Which doesn’t really seem too different from many other workplaces. Of course, working with prisoners does give this workplace some unique challenges, but it also give employees an incentive to stick together and support each other.

The camp had 40 participants from the prison service, from many different departments and from all levels of the hierarchy. I was called in as an outside expert to participate in the process. Participants were divided into six groups, each of which focused on a specific topic, eg. leadership, relations with inmates, relations with colleagues. I was placed in the group that worked on IT in the prison service, probably because of my background in IT.

The process itself was quite impressive with illustrators, facilitators, a camera man to film everything and produce movies on the fly and various suprises along the way.

And what happened was the same things that always happens when you put people together in an inspiring process around an important topic: People got creative. And they got to talking. And they got fired up. I love it when that happens and it’s great to be a part of.

My favorite part of the whole event happened on the morning of the second day, where they brought in a gospel singer and his keyboard to get everybody up and singing. Now, I’m not much of a singer, but suddenly I found myself hollering with the best of them :o) That was great fun and energized the whole room.
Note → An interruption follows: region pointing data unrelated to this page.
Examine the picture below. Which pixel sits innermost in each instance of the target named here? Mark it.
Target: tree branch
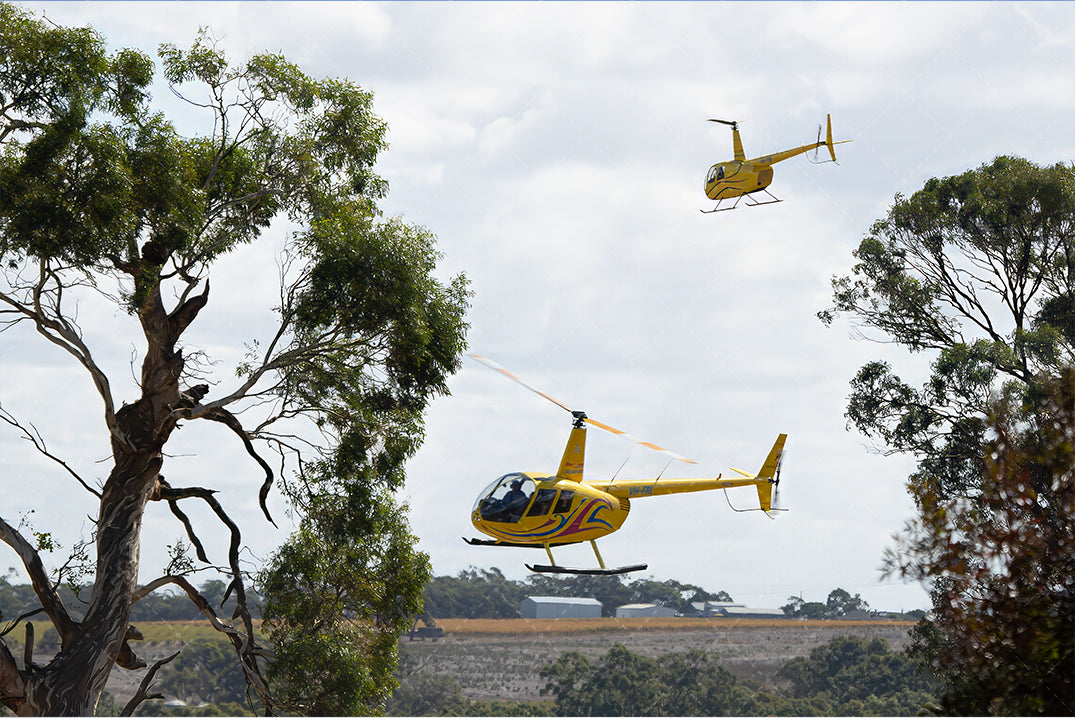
(39, 443)
(42, 587)
(143, 690)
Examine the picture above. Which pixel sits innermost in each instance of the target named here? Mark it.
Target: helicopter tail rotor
(730, 123)
(768, 489)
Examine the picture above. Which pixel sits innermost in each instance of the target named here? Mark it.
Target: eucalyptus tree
(103, 200)
(977, 271)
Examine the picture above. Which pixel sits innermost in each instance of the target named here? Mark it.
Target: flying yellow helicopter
(741, 176)
(544, 511)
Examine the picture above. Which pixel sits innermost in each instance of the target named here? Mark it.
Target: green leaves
(978, 268)
(1003, 568)
(339, 594)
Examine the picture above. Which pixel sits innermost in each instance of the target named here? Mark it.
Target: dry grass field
(501, 659)
(531, 626)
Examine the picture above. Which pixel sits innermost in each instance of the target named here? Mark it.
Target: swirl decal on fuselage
(584, 518)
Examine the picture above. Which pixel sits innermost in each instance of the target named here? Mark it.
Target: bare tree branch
(142, 692)
(39, 443)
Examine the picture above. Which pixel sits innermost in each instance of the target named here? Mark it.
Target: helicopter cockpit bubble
(505, 500)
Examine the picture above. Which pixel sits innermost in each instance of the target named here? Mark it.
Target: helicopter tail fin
(769, 475)
(828, 139)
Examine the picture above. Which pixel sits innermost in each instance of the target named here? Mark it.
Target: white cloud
(557, 151)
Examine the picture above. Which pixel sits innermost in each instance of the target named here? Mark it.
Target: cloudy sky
(557, 151)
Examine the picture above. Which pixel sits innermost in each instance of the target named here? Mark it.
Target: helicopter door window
(542, 503)
(563, 503)
(509, 499)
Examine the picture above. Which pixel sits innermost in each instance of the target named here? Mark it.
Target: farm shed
(644, 609)
(707, 608)
(552, 606)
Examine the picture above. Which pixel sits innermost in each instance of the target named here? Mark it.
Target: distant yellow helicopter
(741, 176)
(543, 511)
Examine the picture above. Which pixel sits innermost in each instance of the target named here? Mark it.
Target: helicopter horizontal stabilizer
(587, 572)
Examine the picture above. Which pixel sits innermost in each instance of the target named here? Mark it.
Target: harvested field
(502, 659)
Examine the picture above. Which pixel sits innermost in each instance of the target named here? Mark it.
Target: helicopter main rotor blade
(649, 445)
(497, 368)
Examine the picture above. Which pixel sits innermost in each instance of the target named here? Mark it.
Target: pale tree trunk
(72, 683)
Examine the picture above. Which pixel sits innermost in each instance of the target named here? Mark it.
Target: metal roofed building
(743, 612)
(554, 606)
(644, 609)
(707, 608)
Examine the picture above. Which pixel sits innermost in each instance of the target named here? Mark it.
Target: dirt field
(501, 659)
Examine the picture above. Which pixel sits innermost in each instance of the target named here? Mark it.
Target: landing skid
(749, 201)
(587, 572)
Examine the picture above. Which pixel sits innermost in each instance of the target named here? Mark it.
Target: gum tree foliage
(1002, 635)
(977, 270)
(103, 202)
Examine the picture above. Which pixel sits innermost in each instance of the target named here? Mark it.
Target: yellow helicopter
(741, 176)
(544, 511)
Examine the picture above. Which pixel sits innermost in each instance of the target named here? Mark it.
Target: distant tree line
(847, 676)
(487, 593)
(839, 604)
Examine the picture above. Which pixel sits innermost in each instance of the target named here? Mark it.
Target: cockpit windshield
(505, 500)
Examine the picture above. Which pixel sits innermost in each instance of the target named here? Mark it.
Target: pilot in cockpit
(514, 502)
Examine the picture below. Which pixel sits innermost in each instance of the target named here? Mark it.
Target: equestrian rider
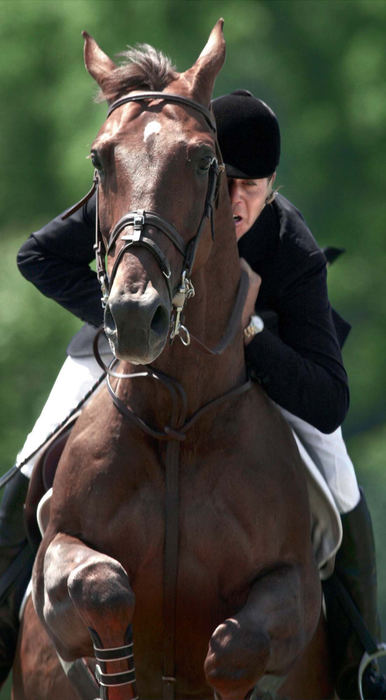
(292, 348)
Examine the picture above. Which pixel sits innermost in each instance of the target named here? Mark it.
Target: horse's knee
(236, 659)
(99, 588)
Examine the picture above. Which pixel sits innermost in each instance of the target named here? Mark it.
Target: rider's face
(248, 198)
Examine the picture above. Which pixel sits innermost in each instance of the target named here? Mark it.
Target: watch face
(258, 323)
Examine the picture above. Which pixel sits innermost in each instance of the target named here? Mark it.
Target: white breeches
(78, 375)
(329, 454)
(74, 380)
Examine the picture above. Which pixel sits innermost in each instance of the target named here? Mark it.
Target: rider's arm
(302, 368)
(56, 259)
(298, 361)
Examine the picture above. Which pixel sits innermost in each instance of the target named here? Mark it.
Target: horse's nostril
(160, 320)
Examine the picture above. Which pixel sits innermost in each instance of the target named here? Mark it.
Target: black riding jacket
(296, 357)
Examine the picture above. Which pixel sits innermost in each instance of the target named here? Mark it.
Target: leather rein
(174, 433)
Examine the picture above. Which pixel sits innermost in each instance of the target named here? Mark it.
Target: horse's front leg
(265, 637)
(85, 600)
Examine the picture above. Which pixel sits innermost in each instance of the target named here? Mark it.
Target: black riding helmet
(248, 135)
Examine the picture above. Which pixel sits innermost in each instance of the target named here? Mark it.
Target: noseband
(140, 219)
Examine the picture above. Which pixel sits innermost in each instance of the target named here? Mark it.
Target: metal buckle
(138, 224)
(185, 292)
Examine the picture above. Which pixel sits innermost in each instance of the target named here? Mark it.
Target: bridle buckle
(138, 224)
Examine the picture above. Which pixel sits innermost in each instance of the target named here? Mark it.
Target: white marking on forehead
(151, 128)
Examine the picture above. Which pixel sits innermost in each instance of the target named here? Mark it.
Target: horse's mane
(142, 68)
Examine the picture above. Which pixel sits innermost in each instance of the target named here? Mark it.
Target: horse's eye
(96, 161)
(204, 164)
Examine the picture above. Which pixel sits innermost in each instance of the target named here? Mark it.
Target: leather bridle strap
(167, 97)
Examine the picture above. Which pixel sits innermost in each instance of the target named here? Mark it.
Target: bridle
(140, 219)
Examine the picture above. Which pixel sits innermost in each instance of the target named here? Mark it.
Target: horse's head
(156, 169)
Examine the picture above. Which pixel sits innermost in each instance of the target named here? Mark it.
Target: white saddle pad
(326, 522)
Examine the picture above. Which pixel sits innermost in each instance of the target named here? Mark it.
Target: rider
(292, 343)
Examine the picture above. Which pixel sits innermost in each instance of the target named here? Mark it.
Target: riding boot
(16, 559)
(355, 575)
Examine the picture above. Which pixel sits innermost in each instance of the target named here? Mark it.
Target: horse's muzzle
(137, 326)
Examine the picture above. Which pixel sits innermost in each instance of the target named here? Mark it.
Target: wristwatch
(255, 326)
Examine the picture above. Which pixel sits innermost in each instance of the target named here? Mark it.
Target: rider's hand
(253, 290)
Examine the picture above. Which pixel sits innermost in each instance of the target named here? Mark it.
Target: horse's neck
(202, 375)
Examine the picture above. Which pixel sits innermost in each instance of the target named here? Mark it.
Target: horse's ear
(203, 73)
(98, 64)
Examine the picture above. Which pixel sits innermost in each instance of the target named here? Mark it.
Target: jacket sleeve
(301, 368)
(56, 259)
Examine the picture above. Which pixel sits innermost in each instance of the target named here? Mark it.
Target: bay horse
(179, 525)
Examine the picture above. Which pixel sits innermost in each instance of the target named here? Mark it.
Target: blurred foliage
(318, 63)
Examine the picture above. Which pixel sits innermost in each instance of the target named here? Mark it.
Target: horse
(176, 561)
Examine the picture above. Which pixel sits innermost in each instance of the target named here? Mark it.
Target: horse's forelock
(142, 68)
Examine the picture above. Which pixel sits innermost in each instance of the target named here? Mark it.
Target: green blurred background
(319, 63)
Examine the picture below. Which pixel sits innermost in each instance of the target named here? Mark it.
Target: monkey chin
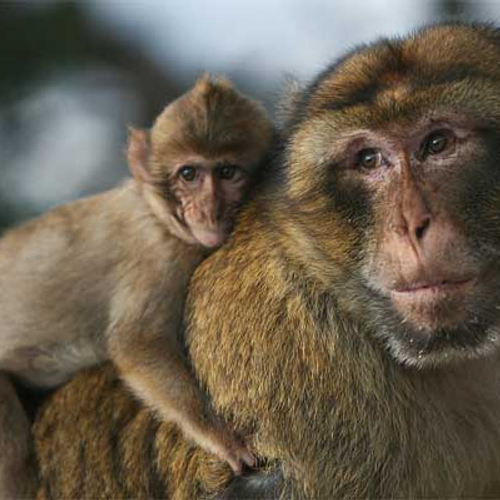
(437, 326)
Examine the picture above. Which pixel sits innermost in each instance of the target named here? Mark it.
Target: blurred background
(75, 74)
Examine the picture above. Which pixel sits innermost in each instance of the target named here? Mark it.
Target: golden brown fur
(106, 277)
(290, 343)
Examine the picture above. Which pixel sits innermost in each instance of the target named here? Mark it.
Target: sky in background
(264, 39)
(73, 131)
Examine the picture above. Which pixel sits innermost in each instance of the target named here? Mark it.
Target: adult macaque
(106, 277)
(356, 305)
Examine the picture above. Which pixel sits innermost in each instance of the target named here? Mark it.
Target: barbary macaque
(106, 277)
(355, 306)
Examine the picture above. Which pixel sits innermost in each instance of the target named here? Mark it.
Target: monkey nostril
(422, 228)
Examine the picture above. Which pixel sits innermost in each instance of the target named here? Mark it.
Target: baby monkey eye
(187, 172)
(227, 171)
(435, 143)
(369, 158)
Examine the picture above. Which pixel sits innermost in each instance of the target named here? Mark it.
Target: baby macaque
(106, 277)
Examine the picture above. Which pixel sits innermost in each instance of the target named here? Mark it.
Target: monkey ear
(138, 153)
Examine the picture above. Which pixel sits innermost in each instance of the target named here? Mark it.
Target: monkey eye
(435, 143)
(369, 158)
(188, 173)
(227, 171)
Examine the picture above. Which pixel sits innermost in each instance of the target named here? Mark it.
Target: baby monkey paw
(229, 447)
So what am I taking away from this event:

  1. Give people a chance to talk and magical stuff happens
  2. People ARE creative, anybody saying differently is lying
  3. A lot of ideas can be created and worked on in 48 hours

I’m also left with a lingering suspicion, that making the event such a huge production makes it more difficult to take home the spirit and the lessons of the event. If it had been more like real work-life, the results would be more easily transferable – which is what we’re really after. *cough* Open Space Technology *cough*.